Types of Import/Export Businesses
It is imprtant to know the players in this business. There are many variations on the main theme:
Export management company (EMC): An EMC handles export operations for a domestic company that wants to sell its product overseas but doesn’t know how (and perhaps doesn’t want to know how). The EMC does it all–hiring dealers, distributors and representatives; handling advertising, marketing and promotions; overseeing marking and packaging; arranging shipping; and sometimes arranging financing. In some cases, the EMC even takes title to the goods, in essence becoming its own distributor. EMCs usually specialize by product, foreign market or both, and–unless they’ve taken title–are paid by commission, salary or retainer plus commission.
Export trading company (ETC): While an EMC has merchandise to sell and is using its energies to seek out buyers, an ETC attacks the other side of the trading coin. It identifies what foreign buyers want to spend their money on and then hunts down domestic sources willing to export. An ETC sometimes takes title to the goods and sometimes works on a commission basis.

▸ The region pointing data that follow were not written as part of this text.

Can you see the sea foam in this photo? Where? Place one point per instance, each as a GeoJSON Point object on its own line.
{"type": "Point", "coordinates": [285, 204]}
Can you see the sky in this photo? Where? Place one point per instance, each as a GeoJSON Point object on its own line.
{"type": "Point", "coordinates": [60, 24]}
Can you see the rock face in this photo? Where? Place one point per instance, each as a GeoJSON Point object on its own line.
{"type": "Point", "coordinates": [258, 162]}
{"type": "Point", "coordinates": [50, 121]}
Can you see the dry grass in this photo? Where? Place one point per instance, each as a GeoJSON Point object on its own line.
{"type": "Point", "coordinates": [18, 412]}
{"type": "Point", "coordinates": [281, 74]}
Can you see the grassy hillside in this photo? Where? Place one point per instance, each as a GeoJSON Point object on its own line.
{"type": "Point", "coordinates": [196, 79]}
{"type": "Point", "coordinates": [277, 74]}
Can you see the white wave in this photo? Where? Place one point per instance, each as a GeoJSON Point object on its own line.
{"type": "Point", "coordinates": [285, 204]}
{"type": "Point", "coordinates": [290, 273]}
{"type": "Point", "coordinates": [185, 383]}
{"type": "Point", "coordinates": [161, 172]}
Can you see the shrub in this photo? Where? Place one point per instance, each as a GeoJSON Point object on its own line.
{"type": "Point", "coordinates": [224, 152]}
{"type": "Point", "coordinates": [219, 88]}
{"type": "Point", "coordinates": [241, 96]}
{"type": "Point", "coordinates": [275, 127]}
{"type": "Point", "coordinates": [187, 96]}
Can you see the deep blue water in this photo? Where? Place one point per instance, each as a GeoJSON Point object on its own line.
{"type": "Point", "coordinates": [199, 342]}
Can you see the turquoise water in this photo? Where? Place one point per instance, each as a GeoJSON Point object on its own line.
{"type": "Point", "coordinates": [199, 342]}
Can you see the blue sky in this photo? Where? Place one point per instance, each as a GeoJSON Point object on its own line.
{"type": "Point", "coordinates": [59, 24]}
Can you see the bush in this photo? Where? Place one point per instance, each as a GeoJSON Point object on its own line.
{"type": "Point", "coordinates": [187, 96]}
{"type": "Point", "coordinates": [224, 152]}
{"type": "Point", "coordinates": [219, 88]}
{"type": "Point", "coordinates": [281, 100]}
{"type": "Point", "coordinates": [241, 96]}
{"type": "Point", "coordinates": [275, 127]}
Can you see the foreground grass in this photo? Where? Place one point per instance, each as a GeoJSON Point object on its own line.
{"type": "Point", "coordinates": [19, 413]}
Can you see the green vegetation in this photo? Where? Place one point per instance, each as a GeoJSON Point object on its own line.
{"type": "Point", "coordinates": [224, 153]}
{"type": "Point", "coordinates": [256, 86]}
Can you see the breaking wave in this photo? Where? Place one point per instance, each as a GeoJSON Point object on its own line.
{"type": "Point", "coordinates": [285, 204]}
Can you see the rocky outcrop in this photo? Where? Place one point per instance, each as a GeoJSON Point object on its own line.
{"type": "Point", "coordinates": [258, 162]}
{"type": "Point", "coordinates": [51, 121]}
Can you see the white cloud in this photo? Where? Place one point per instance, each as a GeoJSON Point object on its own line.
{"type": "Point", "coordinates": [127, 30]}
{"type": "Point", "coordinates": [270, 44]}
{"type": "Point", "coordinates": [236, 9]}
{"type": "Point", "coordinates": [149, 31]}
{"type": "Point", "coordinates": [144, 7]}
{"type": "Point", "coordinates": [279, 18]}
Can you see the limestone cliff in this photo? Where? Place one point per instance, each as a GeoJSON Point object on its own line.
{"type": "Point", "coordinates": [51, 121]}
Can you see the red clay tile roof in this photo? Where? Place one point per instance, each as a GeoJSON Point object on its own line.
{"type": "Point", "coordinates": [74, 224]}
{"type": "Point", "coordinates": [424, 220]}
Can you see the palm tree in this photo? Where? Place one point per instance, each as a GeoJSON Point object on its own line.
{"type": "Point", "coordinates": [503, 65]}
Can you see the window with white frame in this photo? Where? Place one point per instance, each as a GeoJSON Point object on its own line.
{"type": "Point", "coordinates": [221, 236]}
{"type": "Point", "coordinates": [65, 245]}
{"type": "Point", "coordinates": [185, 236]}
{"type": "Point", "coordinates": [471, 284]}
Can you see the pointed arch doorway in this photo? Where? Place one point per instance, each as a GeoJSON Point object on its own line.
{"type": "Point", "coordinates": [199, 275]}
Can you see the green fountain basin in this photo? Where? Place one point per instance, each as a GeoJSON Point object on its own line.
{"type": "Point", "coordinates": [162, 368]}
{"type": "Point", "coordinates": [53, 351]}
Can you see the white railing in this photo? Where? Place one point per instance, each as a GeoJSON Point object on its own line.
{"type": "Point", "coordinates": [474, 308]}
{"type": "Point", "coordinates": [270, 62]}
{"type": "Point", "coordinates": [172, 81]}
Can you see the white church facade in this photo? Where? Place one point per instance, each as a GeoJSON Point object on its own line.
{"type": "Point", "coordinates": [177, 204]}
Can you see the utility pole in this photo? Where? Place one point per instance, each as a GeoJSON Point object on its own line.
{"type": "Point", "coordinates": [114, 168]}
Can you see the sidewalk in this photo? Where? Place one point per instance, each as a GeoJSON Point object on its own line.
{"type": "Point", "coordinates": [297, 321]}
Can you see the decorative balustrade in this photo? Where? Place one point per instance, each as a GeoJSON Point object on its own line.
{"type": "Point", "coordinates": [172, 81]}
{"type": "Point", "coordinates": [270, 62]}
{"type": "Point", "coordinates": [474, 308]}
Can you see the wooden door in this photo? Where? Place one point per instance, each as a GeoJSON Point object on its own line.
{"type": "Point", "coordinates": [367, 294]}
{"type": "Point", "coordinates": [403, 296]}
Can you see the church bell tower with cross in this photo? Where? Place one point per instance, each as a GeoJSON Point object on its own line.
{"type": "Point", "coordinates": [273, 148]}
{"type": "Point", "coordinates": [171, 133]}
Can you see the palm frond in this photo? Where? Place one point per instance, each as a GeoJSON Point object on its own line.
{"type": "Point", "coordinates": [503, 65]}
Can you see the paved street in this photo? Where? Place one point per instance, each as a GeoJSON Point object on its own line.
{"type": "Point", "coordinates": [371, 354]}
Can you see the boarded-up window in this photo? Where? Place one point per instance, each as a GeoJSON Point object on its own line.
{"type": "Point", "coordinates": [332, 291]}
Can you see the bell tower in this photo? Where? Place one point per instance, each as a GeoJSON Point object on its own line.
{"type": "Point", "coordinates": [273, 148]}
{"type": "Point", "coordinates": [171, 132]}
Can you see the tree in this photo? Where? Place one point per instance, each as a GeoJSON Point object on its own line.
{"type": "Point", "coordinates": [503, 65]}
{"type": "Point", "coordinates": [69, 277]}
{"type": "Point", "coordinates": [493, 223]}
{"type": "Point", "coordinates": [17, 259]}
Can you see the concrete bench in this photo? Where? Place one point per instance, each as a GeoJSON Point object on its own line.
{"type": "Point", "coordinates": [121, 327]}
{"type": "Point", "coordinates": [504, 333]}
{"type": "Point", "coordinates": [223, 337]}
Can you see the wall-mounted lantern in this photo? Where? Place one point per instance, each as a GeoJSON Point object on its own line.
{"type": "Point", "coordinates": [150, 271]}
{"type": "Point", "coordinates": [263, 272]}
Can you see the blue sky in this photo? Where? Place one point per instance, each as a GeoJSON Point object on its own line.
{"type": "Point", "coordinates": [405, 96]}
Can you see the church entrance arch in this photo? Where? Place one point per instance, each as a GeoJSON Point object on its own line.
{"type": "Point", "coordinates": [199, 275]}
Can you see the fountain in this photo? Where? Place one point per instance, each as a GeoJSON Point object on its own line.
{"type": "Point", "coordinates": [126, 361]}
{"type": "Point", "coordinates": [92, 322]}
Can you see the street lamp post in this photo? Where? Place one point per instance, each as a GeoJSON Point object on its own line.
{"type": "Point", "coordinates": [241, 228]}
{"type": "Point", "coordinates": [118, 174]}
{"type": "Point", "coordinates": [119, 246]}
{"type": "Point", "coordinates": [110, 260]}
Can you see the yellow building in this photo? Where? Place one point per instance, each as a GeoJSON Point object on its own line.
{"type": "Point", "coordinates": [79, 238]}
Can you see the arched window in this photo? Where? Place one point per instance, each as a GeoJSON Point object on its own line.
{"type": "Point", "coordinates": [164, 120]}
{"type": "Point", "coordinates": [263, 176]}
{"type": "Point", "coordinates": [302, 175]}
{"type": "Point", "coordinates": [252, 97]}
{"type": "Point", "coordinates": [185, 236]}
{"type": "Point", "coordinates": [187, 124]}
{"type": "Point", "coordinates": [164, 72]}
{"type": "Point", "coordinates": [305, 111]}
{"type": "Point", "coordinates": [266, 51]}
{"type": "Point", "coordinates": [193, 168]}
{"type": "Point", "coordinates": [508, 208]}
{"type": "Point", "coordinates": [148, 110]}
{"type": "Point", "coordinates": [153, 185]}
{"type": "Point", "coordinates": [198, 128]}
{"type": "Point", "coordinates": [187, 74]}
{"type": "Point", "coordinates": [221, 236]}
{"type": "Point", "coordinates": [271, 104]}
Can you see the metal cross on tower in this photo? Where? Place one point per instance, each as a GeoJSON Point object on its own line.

Import/export merchant: This international entrepreneur is a sort of free agent. He has no specific client base, and he doesn’t specialize in any one industry or line of products. Instead, he purchases goods directly from a domestic or foreign manufacturer and then packs, ships and resells the goods on his own. This means, of course, that unlike the EMC, he assumes all the risks (as well as all the profits).
Let have a look in the trade channel:
Manufacturer’s representative: a salesperson who specializes in a type of product or line of complementary products; for example, home electronics: televisions, radios, CD players and sound systems. He often provides additional product assistance, such as warehousing and technical service.
Distributor or wholesale distributor: a company that buys the product you’ve imported and sells it to a retailer or other agent for further distribution until it gets to the end user
Representative: a savvy salesperson who pitches your product to wholesale or retail buyers, then passes the sale on to you; differs from a manufacturer’s representative in that he doesn’t necessarily specialize in a particular product or group of products
Retailer: the tail end of the trade channel where the merchandise smacks into the consumer; as yet another variation on a theme, if the end user is not Joan Q. Public but an original equipment manufacturer (OEM), then you don’t need to worry about the retailer because the OEM becomes your end of the line. (Think Dell Computer purchasing a software program to pass along to its personal computer buyer as part of the goodie package.)